Un parcours bichonné

Un terrain de jeu, ça se prépare. A Guyancourt, on a mis les petits plats dans les grands avec un parcours aux petits oignons pour le gratin mondial du golf. L’Albatros, son nom, a bénéficié des conseils du jeune « greenkeeper » espagnol Alejandro Reyes pour en faire un parcours d’excellence. Entre amélioration et déplacement de bunkers, il s’est grandement bonifié pour répondre aux standards de la Ryder Cup. Mais c’est surtout la partie invisible qui est intéressante avec près de 3000 tonnes de sable placés sous le manteau vert pour jouer sous toutes les conditions et éviter d’éventuels couteux reports. Désormais, qu’il fasse très sec ou qu’il tombe des cordes, on doit pouvoir jouer les 18 trous en moins de trois heures. Cela a aussi un impact sur le jeu avec des fairways rehaussés de 15 cm et tondu à 7 mm et des greens très rapide « à l’américaine ». Il ne serait pas étonnant que le capitaine européen Paul Armitage demande un léger ralentissement…

  • Un très gros business

Un très gros business

Pour l’économie aussi, les feux sont verts. La Ryder Cup est une énorme manne financière pour les localités avoisinantes et les organisateurs.

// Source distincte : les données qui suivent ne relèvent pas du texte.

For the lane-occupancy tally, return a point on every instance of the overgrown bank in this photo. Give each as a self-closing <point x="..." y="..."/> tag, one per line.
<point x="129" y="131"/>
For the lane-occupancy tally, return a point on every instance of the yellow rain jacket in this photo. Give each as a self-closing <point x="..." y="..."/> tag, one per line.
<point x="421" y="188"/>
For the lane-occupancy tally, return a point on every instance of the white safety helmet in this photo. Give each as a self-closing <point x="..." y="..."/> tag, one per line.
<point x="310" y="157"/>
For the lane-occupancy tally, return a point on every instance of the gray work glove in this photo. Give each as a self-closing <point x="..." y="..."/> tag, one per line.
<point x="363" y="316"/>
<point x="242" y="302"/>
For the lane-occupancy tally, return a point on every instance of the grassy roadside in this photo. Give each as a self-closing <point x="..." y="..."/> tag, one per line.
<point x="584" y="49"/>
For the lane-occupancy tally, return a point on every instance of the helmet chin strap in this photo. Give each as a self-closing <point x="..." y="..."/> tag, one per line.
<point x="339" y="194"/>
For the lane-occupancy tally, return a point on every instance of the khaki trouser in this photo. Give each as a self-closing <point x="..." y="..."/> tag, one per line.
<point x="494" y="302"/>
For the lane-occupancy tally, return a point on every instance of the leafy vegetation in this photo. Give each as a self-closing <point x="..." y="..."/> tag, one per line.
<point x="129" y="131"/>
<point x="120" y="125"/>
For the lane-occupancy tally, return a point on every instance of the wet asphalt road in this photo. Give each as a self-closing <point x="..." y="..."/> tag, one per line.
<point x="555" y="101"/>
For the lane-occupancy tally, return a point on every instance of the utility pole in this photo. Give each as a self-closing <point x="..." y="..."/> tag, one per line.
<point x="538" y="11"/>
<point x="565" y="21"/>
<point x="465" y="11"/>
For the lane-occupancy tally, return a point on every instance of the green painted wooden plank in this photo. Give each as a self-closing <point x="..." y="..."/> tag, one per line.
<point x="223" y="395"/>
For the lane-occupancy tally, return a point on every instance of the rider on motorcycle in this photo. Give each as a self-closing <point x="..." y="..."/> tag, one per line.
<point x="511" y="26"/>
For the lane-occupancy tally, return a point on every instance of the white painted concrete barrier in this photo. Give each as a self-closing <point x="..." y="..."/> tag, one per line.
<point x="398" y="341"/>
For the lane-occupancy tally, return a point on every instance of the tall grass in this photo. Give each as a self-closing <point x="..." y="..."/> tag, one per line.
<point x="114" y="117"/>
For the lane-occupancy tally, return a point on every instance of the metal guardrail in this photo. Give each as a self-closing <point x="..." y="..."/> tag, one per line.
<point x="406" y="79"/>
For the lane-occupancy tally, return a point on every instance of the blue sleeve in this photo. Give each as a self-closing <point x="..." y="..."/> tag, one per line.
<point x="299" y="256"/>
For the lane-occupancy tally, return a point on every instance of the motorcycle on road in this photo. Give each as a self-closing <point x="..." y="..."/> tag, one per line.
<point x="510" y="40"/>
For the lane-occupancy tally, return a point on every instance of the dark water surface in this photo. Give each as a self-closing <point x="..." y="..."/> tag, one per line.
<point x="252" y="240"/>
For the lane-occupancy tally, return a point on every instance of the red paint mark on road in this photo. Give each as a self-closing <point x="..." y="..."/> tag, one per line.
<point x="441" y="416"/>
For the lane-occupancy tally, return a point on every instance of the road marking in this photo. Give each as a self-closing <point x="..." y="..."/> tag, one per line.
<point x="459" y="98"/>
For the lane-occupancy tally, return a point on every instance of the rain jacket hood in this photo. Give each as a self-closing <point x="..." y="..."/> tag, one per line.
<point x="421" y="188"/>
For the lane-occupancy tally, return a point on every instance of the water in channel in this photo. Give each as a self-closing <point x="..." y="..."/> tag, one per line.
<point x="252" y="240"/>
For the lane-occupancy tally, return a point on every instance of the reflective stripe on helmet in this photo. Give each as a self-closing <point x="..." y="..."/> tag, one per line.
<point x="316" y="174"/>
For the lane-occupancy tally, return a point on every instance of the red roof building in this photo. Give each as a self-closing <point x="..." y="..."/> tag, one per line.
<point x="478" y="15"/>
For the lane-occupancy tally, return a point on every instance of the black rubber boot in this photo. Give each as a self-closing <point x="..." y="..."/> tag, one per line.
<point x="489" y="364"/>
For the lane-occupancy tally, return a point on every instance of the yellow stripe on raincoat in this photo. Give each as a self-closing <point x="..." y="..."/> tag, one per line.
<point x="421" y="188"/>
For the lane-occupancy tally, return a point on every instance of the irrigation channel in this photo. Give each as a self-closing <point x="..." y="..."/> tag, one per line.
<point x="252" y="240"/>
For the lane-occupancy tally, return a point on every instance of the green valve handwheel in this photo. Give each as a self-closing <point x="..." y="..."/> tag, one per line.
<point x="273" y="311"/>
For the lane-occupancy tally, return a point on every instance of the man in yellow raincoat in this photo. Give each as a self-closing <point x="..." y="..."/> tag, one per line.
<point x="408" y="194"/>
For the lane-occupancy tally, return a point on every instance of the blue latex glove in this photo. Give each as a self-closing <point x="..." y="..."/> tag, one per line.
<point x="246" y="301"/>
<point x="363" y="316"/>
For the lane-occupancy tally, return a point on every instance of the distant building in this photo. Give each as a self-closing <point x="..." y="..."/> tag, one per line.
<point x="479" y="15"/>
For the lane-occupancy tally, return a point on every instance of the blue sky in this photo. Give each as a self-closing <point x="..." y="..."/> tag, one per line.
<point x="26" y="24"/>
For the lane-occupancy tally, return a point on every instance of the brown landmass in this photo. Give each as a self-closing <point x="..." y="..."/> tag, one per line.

Une étude du cabinet KPMG concernant l'édition 2014 a estimé que les 63.000 visiteurs étrangers venus pour l'occasion en Ecosse ont dépensé 120 millions d'euros. La Fédération française golf prévoit elle 150 millions d'euros de retombées économiques directes, et 226 millions en indirect pour celle de 2018. La compétition est vitale pour le circuit européen qui en récupère les bénéfices et les investit dans ses propres tournois. L’édition 2018 devrait à elle seule rapporter entre 100 et 120 millions d'euros au Tour européen. Les sponsors se bousculent sur le green et apportent plusieurs dizaine de millions d’euros. Le merchandising est lui aussi florissant avec vêtements, casquettes et autres équipements siglés qui connaissent un grand succès à un an de l'échéance. La veste aux couleurs de l'une des deux équipes est vendue aux alentours de 250 euros, le polo près de 130 euros. Mais c’est la vente des tickets qui est l’objet de toutes les attentions. Environ un billet sur cinq est acheté par une entreprise pour remplir leurs loges d'invités, à un tarif bien plus élevé que pour les licenciés et le grand public pour lequel une place à la journée coûte entre 160 et 200 euros. Les 24.000 premiers billets dédiés aux licenciés sont partis comme des petits pains au point que la FFG a d’ores et déjà prévu de demander un quota supplémentaire. Vu la demande des fans étrangers qui choisissent des forfaits avec hébergement, pas sûr que la fédé obtienne ce surplus de places.